Il Corso organizzato dall’Università degli Studi Europea di Roma si rivolge ai laureati in Giurisprudenza che, compiuto il periodo di pratica, intendono sostenere le prove scritte dell’esame di abilitazione all’esercizio della professione di avvocato, che da quest’anno si svolgeranno, per la prima volta, senza l’uso dei codici commentati con le massime della giurisprudenza.

Le tre prove d’esame

Le tre prove scritte dell’esame hanno ad oggetto:

  • la redazione di un parere motivato, da scegliere tra due questioni in materia regolata dal codice civile;
  • la redazione di un parere motivato, da scegliere tra due questioni in materia regolata dal codice penale;
  • la redazione di un atto giudiziario su un quesito proposto in una materia scelta dal candidato tra il diritto privato, il diritto penale ed il diritto amministrativo.

In sede di esame, per lo svolgimento di ciascuna prova, sono assegnate 6 ore dal momento della dettatura della traccia. Le prove hanno luogo in 3 giorni consecutivi nel mese di dicembre.

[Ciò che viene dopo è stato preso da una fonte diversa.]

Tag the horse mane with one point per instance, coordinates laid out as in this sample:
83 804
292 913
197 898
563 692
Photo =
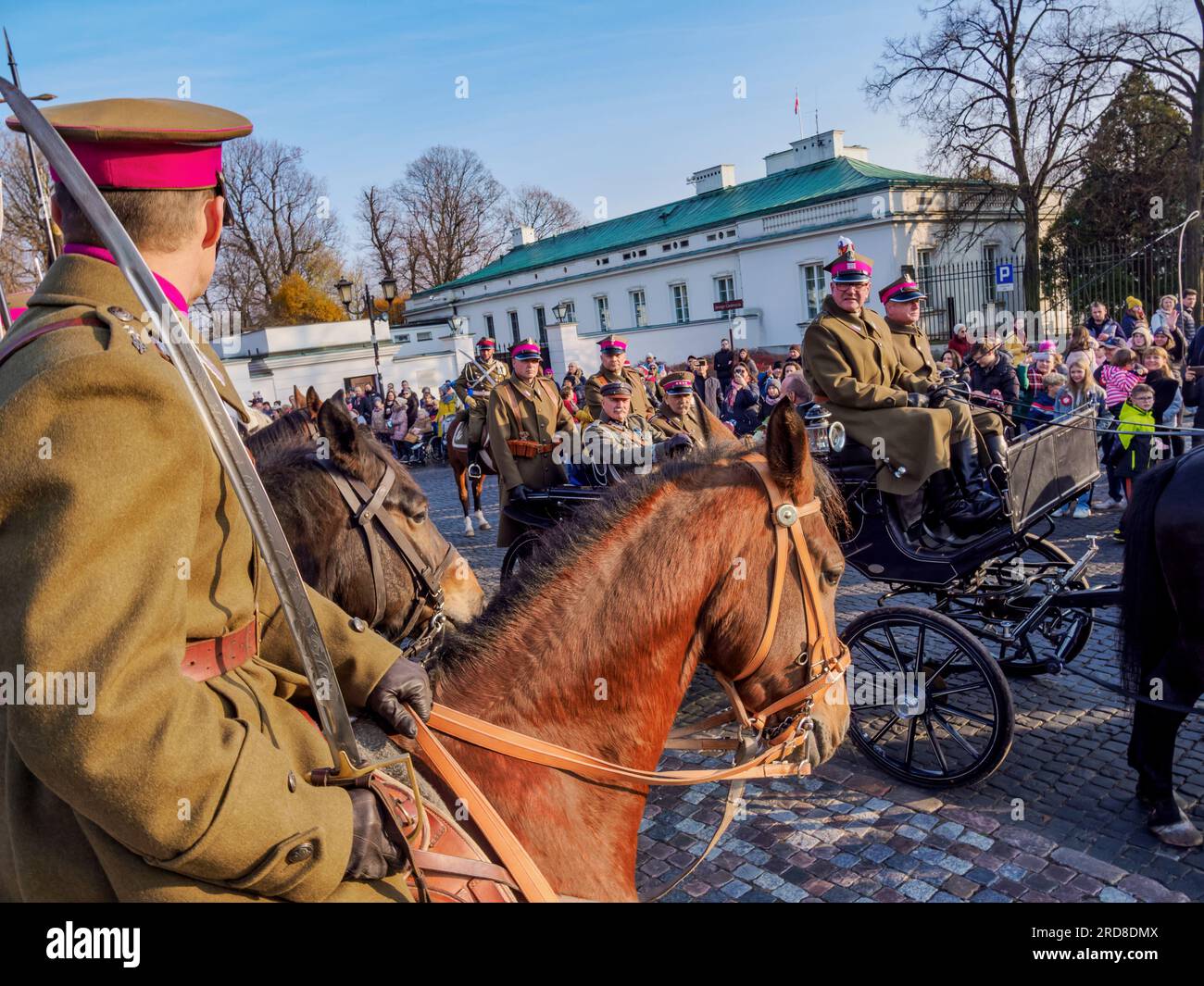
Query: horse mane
567 544
285 432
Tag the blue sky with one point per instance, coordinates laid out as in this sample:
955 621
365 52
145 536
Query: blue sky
617 99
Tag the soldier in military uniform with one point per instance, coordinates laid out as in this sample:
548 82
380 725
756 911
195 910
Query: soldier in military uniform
682 414
851 365
525 413
901 300
621 441
613 353
473 385
127 557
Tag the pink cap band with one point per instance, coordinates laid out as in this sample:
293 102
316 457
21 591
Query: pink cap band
139 164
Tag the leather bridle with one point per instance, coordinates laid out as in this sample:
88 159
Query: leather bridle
822 654
366 505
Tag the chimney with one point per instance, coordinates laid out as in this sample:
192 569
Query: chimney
711 179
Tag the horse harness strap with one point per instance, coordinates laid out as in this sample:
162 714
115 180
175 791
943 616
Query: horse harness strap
366 512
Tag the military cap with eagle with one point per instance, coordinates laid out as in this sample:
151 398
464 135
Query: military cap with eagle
849 268
145 144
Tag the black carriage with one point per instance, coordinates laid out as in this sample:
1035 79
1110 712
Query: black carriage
930 698
1008 600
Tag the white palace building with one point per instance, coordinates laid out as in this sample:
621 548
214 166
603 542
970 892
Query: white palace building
746 257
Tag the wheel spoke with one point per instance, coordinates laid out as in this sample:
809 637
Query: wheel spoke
958 737
967 714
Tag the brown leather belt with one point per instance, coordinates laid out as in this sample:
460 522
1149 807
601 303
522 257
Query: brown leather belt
216 655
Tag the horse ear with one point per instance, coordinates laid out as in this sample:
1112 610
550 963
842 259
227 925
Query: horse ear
313 402
787 453
336 426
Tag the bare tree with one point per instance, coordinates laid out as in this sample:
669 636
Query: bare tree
283 224
23 249
1167 43
1006 92
450 201
543 211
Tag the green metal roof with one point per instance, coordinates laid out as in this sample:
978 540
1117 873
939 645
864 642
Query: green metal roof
834 179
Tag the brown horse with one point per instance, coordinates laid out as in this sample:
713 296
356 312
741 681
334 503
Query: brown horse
458 459
330 549
569 658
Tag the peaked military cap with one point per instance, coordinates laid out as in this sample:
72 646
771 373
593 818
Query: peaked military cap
145 144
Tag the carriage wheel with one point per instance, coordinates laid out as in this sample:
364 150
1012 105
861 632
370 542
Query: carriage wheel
1060 632
519 554
928 704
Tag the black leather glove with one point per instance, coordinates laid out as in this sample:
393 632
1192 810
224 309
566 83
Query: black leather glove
373 855
938 395
404 684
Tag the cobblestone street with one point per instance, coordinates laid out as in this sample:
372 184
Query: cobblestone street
851 833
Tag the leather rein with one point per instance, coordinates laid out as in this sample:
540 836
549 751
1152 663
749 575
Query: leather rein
759 752
377 526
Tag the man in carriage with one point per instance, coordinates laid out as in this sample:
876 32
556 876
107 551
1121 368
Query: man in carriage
621 442
131 561
682 414
907 421
901 300
473 387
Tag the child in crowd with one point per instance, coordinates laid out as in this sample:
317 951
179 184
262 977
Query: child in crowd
1136 449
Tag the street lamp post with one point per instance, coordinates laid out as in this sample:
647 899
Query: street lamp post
345 293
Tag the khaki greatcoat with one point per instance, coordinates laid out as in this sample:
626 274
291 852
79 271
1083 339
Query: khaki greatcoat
851 365
120 540
533 412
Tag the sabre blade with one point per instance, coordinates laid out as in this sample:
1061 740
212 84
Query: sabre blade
235 460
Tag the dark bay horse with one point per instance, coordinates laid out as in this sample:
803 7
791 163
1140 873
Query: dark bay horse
1163 630
330 550
566 656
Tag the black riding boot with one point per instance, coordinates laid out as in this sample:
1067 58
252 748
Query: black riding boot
984 502
944 504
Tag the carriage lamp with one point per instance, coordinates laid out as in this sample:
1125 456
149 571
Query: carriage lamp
823 435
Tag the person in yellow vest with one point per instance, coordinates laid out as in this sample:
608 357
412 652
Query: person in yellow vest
526 419
901 300
472 387
682 414
614 368
131 564
850 363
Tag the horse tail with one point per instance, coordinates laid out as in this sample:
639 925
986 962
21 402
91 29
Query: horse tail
1145 632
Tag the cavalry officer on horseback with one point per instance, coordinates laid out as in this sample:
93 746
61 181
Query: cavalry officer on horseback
614 352
851 364
901 299
525 413
682 414
473 387
131 564
621 442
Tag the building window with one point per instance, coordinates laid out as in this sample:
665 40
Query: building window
813 289
639 307
541 321
681 304
923 275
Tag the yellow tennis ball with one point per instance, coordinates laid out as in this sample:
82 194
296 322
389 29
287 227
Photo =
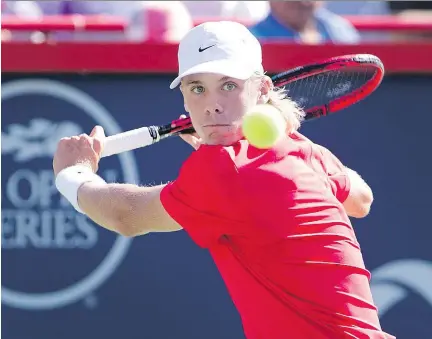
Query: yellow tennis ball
263 126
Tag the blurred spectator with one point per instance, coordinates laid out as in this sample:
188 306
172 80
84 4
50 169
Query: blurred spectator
305 22
367 8
247 11
22 9
358 7
147 20
413 10
399 6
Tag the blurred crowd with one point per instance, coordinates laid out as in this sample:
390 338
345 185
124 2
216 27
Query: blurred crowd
309 22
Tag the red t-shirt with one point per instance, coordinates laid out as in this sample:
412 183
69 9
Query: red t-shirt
275 226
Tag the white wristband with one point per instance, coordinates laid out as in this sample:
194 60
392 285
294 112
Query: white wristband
70 179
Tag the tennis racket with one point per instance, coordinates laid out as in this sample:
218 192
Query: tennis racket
320 89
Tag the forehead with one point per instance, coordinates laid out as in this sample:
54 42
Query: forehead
207 78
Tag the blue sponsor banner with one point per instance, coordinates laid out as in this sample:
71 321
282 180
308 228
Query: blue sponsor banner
64 277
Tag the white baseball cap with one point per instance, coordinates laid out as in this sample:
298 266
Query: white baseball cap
223 47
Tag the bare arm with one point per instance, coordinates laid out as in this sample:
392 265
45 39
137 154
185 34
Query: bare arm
129 210
360 197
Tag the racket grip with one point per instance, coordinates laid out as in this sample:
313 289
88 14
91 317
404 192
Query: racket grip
130 140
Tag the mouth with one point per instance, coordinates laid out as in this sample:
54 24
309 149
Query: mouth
217 125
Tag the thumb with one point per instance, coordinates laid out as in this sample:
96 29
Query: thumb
98 135
97 132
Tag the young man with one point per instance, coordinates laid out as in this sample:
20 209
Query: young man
275 221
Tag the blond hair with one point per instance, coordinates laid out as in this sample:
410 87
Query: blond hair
290 110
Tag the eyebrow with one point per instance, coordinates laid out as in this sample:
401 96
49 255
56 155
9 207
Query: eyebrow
197 82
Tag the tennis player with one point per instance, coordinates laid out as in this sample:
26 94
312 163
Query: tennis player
276 222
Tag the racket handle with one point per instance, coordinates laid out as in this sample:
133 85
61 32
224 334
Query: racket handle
130 140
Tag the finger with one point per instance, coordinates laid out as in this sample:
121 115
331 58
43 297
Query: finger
97 132
98 135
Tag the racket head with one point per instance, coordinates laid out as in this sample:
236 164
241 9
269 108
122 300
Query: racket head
333 84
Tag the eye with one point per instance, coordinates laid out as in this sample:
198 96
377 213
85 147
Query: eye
198 89
229 86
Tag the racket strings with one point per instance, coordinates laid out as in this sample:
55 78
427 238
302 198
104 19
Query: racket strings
319 89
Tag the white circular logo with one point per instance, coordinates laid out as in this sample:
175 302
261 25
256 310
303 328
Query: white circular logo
81 100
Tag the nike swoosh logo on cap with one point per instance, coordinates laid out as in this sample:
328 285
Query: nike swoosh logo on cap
203 49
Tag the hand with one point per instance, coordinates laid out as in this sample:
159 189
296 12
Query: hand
192 139
82 149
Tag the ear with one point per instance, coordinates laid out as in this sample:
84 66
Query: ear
266 87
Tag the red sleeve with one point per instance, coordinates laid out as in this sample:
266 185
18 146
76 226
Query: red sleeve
338 177
202 198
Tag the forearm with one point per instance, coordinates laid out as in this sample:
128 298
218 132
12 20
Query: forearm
360 198
115 206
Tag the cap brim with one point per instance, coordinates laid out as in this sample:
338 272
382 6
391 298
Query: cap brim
228 68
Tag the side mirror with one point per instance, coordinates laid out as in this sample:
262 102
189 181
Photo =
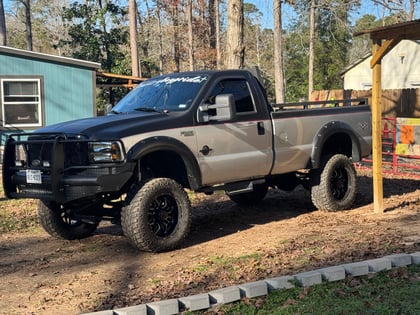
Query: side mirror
222 110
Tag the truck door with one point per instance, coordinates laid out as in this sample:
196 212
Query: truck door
238 149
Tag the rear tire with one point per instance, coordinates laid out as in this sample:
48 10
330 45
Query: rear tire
252 197
334 185
62 223
158 216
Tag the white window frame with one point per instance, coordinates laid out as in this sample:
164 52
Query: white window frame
37 102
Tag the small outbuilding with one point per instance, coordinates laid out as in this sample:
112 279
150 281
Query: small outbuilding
38 89
401 69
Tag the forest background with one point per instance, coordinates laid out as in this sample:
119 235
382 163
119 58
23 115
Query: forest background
299 46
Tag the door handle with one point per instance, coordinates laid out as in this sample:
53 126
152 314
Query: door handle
260 128
206 150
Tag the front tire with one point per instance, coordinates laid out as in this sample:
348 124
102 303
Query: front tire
158 216
61 222
334 185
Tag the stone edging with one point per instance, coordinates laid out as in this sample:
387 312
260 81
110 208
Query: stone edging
262 287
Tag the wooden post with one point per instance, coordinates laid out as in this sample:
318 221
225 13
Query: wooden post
378 205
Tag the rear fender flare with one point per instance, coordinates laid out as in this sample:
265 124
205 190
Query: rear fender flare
325 133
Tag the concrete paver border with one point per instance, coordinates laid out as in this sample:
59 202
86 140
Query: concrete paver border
263 287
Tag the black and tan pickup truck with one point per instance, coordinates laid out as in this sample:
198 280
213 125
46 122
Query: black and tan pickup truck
199 131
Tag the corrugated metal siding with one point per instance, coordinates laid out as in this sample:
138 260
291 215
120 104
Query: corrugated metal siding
68 90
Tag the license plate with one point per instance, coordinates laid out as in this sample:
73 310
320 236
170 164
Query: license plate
33 177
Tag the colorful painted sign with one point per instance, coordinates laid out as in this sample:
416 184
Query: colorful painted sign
408 136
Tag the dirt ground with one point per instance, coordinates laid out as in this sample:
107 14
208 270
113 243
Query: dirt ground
228 245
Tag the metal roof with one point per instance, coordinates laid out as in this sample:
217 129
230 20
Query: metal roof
49 58
406 30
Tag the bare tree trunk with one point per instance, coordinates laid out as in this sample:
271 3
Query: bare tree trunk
3 40
234 38
175 24
135 69
28 23
218 46
160 39
311 49
278 53
190 35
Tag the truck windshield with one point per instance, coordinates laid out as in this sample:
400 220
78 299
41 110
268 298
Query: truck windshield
162 94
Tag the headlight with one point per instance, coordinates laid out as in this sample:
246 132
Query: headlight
105 152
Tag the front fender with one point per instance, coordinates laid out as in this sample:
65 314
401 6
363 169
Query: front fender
163 143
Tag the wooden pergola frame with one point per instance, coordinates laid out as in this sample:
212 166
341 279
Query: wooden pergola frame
383 40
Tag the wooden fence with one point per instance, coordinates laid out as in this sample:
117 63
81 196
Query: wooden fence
395 103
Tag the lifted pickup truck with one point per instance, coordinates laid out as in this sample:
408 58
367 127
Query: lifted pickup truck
202 131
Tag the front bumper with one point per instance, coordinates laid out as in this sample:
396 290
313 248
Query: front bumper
66 176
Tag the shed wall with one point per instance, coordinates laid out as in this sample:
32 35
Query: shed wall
68 92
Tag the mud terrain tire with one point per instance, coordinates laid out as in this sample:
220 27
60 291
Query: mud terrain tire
158 215
334 185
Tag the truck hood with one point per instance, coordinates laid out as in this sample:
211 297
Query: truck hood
119 125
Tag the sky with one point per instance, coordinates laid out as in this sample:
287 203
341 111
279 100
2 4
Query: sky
367 7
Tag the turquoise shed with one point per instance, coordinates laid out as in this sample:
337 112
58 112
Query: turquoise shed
38 89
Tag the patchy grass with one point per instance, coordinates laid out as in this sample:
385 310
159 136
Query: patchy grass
388 292
17 215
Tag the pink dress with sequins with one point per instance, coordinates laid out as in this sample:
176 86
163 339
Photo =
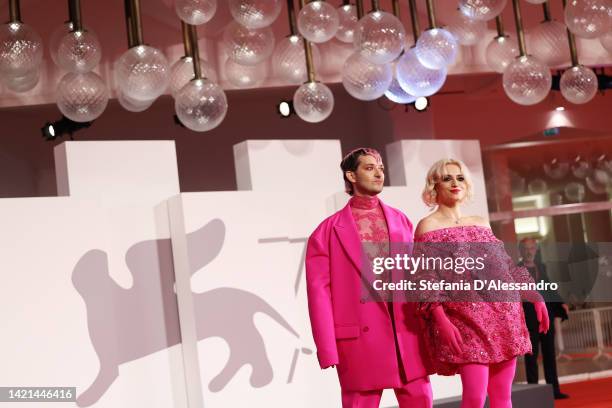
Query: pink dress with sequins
492 332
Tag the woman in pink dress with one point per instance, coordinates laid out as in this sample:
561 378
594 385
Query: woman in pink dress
479 340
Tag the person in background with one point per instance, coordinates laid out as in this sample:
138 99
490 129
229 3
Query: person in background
528 248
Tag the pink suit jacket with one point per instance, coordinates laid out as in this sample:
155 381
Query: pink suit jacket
349 332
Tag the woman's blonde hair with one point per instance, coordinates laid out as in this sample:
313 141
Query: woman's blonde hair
436 173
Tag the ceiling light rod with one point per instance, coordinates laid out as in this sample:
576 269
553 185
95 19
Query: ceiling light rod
499 24
186 41
74 11
518 21
308 52
571 40
291 13
14 11
360 13
395 5
414 18
195 51
546 10
431 14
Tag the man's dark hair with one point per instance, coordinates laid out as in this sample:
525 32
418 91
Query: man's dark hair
351 162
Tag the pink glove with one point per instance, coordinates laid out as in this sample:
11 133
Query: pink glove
448 332
542 315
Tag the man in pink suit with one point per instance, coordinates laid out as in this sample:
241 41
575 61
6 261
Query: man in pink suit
373 345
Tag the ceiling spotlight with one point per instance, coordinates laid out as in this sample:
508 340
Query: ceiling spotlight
421 103
285 108
64 126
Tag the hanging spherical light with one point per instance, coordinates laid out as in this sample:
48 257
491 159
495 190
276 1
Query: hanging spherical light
436 48
20 50
245 76
255 13
482 10
318 21
195 12
347 22
556 169
467 31
22 83
574 191
417 79
181 72
380 37
548 41
588 18
313 102
527 81
500 52
133 105
201 105
141 73
56 37
395 92
288 59
537 186
248 47
580 167
79 51
365 80
82 97
578 84
606 41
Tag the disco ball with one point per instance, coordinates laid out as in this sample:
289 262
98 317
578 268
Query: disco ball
248 47
436 48
313 102
467 31
588 18
318 21
380 37
79 51
395 92
255 13
141 73
482 10
365 80
21 50
527 81
181 73
289 59
195 12
201 105
347 17
500 53
82 97
416 79
548 41
245 76
579 84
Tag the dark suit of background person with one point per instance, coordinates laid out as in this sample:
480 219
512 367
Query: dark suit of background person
555 307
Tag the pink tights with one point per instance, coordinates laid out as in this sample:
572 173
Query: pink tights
478 380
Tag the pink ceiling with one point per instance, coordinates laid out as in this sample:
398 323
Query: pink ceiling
161 29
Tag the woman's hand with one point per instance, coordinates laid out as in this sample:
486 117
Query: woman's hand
542 315
448 332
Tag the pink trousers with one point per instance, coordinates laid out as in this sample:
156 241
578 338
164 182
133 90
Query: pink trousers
480 380
415 394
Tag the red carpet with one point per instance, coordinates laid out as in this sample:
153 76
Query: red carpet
587 394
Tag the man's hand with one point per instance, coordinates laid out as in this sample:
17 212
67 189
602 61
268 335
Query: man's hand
448 332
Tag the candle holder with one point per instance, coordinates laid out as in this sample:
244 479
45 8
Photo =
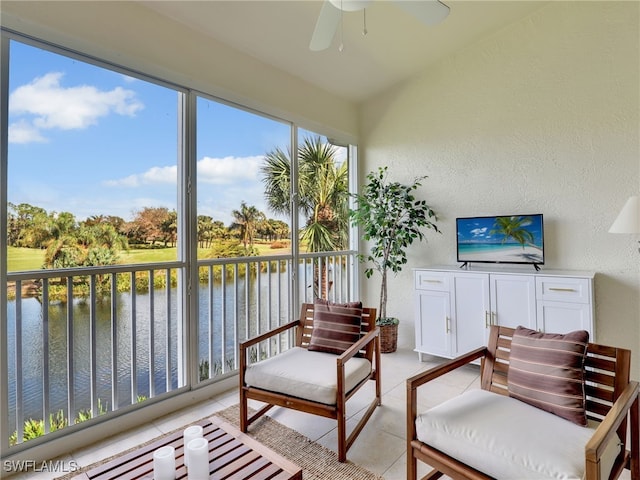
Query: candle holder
198 449
190 433
164 463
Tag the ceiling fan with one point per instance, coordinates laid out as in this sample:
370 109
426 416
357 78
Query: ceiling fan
429 12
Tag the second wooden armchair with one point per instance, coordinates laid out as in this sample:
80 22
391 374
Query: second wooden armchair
308 378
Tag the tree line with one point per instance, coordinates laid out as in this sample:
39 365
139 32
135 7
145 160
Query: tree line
322 199
98 239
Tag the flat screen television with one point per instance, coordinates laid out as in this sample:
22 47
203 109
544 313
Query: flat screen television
501 239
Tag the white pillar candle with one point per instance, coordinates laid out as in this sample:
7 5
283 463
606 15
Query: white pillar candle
164 463
198 449
190 433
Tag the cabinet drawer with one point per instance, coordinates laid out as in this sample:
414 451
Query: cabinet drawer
428 280
574 290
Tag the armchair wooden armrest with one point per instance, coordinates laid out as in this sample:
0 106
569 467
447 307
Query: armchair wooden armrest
420 379
627 403
359 345
266 335
435 372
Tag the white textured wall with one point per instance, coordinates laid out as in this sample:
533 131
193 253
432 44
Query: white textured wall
542 116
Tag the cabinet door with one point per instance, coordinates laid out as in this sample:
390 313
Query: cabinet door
563 317
564 304
513 300
470 309
433 322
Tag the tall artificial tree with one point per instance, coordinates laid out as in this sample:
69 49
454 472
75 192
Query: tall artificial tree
391 219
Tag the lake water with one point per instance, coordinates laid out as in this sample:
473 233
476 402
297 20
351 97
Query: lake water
261 297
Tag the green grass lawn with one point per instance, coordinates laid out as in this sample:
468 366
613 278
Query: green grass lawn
25 259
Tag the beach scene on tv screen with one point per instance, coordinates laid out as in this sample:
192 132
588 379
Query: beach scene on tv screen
508 239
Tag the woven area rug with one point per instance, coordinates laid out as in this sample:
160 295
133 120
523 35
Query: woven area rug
316 461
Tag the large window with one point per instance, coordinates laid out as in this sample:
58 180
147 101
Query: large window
104 183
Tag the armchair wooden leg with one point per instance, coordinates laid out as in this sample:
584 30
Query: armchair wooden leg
342 435
412 464
635 439
244 411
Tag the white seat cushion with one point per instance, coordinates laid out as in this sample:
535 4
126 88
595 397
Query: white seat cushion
506 438
310 375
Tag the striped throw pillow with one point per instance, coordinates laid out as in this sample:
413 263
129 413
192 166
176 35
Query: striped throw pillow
546 370
335 326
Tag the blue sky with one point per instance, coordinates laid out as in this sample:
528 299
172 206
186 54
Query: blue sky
91 141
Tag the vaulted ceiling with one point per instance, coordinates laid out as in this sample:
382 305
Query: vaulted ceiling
396 46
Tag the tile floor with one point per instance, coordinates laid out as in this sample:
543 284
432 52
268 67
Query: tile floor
379 448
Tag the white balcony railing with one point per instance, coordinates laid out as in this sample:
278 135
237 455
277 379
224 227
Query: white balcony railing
87 342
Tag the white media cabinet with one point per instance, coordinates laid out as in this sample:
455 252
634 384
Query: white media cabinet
454 307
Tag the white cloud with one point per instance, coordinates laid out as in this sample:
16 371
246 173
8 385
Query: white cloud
213 171
155 175
229 170
49 105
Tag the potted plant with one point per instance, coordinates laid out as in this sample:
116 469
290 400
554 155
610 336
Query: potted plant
391 219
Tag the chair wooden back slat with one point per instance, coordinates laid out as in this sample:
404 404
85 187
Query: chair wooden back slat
606 371
304 331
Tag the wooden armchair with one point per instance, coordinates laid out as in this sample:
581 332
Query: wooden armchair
611 402
287 379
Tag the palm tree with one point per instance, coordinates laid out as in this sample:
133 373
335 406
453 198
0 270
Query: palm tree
323 193
247 220
513 227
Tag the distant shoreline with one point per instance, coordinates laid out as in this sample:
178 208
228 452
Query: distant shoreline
517 254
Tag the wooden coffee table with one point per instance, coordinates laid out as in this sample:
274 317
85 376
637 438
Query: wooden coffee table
232 455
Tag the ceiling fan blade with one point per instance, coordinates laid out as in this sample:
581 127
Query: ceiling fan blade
326 27
429 12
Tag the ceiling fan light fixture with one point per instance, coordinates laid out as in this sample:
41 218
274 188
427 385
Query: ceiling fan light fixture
351 5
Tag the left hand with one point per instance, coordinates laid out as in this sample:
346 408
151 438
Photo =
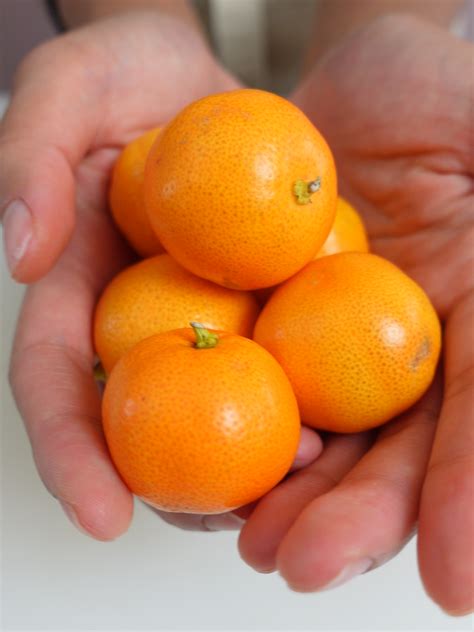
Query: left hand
395 104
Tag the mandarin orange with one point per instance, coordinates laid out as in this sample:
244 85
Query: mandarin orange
198 428
126 196
358 339
241 189
157 295
347 234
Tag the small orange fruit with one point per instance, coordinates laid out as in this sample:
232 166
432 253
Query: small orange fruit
200 423
358 339
126 196
157 295
241 189
347 234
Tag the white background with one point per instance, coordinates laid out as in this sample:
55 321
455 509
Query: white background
157 577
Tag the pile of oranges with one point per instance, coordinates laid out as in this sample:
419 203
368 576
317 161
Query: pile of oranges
256 306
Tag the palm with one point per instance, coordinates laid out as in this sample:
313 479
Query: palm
120 76
394 105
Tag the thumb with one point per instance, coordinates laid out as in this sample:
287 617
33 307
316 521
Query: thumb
45 133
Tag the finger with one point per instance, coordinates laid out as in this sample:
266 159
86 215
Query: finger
277 511
52 380
370 514
309 449
41 144
446 528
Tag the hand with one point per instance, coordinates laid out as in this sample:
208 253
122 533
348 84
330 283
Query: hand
76 101
395 104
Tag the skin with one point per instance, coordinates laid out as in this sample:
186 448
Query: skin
405 163
409 171
52 359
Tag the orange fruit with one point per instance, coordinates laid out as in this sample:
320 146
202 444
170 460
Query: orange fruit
126 196
200 430
358 339
347 234
241 189
157 295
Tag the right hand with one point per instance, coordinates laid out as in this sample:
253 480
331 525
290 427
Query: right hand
96 87
76 102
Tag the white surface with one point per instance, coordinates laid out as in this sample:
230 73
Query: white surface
157 577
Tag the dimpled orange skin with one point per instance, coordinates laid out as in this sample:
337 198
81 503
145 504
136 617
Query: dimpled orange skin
358 339
157 295
200 430
126 196
219 189
347 234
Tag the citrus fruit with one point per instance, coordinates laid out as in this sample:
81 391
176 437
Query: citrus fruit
198 428
126 196
241 189
157 295
347 234
358 339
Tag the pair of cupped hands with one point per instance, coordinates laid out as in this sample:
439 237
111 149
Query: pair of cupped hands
395 102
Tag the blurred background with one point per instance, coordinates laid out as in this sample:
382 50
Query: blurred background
157 577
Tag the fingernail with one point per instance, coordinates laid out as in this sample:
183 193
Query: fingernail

Alla prova orale sono ammessi i candidati che abbiano conseguito, nelle tre prove scritte, un punteggio complessivo di almeno 90 punti e un punteggio non inferiore a 30 punti in ognuna delle prove

Cosa si richiede al candidato?

Nonostante l’assenza dei codici commentati, la tipologia delle prove scritte dell’esame rimane invariata: cambiano gli strumenti di cui si dispone, ma non cambia la struttura della prova che consisterà ancora nella qualificazione giuridica di un caso in diritto civile e di uno in diritto penale e nella redazione di un atto difensivo.

Il fatto che il candidato non disponga più dei repertori giurisprudenziali rende necessario, tuttavia, rispetto al passato sviluppare più autonome capacità nell’argomentazione giuridica e nell’elaborazione delle strategie difensive.

L’obiettivo del corso: migliorare le “conoscenze” ed imparare un “metodo”

Dinnanzi a questa nuova sfida, il Corso dell’Università Europea intende fornire ai candidati alcuni strumenti preziosi:

  • la conoscenza critica e non didascalica dell’istituto giuridico implicato nella “soluzione” del caso concreto;
  • la conoscenza “ordinata”, cioè ricondotta a “sistema”, dei principali leading cases della giurisprudenza;
  • l’esercizio nelle tecniche di interpretazione di un testo normativo;
  • il miglioramento nelle tecniche argomentative;
  • l’esercizio nella scrittura.

Nel proporre ai candidati tale obiettivo, il Corso dell’Università Europea di Roma vanta un punto di forza perché è pensato da un gruppo di giuristi che uniscono alla pratica nelle aule dei tribunali lo studio e l’esposizione delle discipline giuridiche nelle aule universitarie.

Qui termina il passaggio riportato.